Corporate Secretary GOTO, R A Koesoemohadiani, membenarkan informasi masuknya investasi pelat merah tersebut. Danantara dipastikan telah memborong sejumlah saham GOTO melalui mekanisme bursa. Saat ini, jumlah saham milik Danantara tercatat masih kurang dari 1% dari total saham beredar.
Pihak manajemen mengapresiasi langkah strategis dari pemerintah ini.
“Perseroan menyambut baik investasi tersebut, sebagaimana juga investasi dari seluruh pemangku kepentingan lainnya, sebagai cerminan kepercayaan yang berkelanjutan terhadap fundamental usaha, kinerja, serta prospek jangka panjang Perseroan,” ujar Koesoemohadiani di Jakarta, Selasa (5/5/2026).
GOTO berkomitmen selalu mematuhi ketentuan kewajiban pelaporan kepemilikan saham. Sejak Maret 2026, manajemen rutin menyampaikan informasi pemegang saham porsi 1% sampai dengan 5% kepada BEI. Sesuai aturan, informasi ini bersifat privat secara terbatas untuk otoritas bursa.

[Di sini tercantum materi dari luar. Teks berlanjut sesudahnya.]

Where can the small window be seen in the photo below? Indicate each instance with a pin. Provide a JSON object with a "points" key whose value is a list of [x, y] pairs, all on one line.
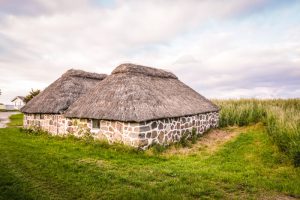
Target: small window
{"points": [[95, 124]]}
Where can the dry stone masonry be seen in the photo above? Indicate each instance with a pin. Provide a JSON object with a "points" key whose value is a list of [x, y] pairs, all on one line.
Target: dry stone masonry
{"points": [[140, 135]]}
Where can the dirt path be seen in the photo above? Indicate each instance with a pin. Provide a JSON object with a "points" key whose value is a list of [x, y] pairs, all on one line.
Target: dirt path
{"points": [[4, 118]]}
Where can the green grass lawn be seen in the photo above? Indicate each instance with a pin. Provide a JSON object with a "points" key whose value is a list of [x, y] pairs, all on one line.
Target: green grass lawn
{"points": [[16, 120], [43, 167]]}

Masyarakat umum tetap bisa mengakses data publik pemegang saham di atas 1% hingga 5%. Informasi ini tersedia melalui pengumuman PT Kustodian Sentral Efek Indonesia (KSEI) di situs web resmi BEI.
Ramai diberitakan sebelumnya, intervensi Danantara merupakan bagian dari instruksi Presiden Prabowo Subianto. Wakil Ketua DPR RI, Sufmi Dasco Ahmad, sempat membeberkan masuknya Danantara ke perusahaan aplikator ojek online ini. Tujuannya untuk memastikan kebijakan potongan 8% bagi pengemudi bisa segera diimplementasikan.
Pengumuman pembelian saham ini sejatinya sudah muncul ke publik pada 1 Mei 2026 lalu. Catatan transaksi detail di pasar sekunder belum terlihat di laporan kepemilikan di atas 5%. Danantara disinyalir masuk untuk tahap awal lewat skema negosiasi privat atau menggunakan kepemilikan di bawah ambang batas wajib lapor.
Tujuan utama masuknya Danantara disinyalir untuk memegang kontrol kebijakan. Kalangan analis ramai membahas potensi pemberian Golden Share (saham emas) kepada Danantara. Hak istimewa ini bisa memberikan pemerintah hak veto atas keputusan strategis GOTO tanpa harus menjadi pemegang saham mayoritas. Kebijakan ini akan sangat berpengaruh pada penentuan tarif, skema komisi, dan kesejahteraan pengemudi.
Langkah agresif Danantara ikut memicu spekulasi pasar lebih luas. Beredar kencang isu merger raksasa antara Gojek dan Grab. Jika Danantara bertindak sebagai jembatan konsolidasi ini, entitas gabungan berpotensi menguasai pangsa pasar hingga 91% di Indonesia.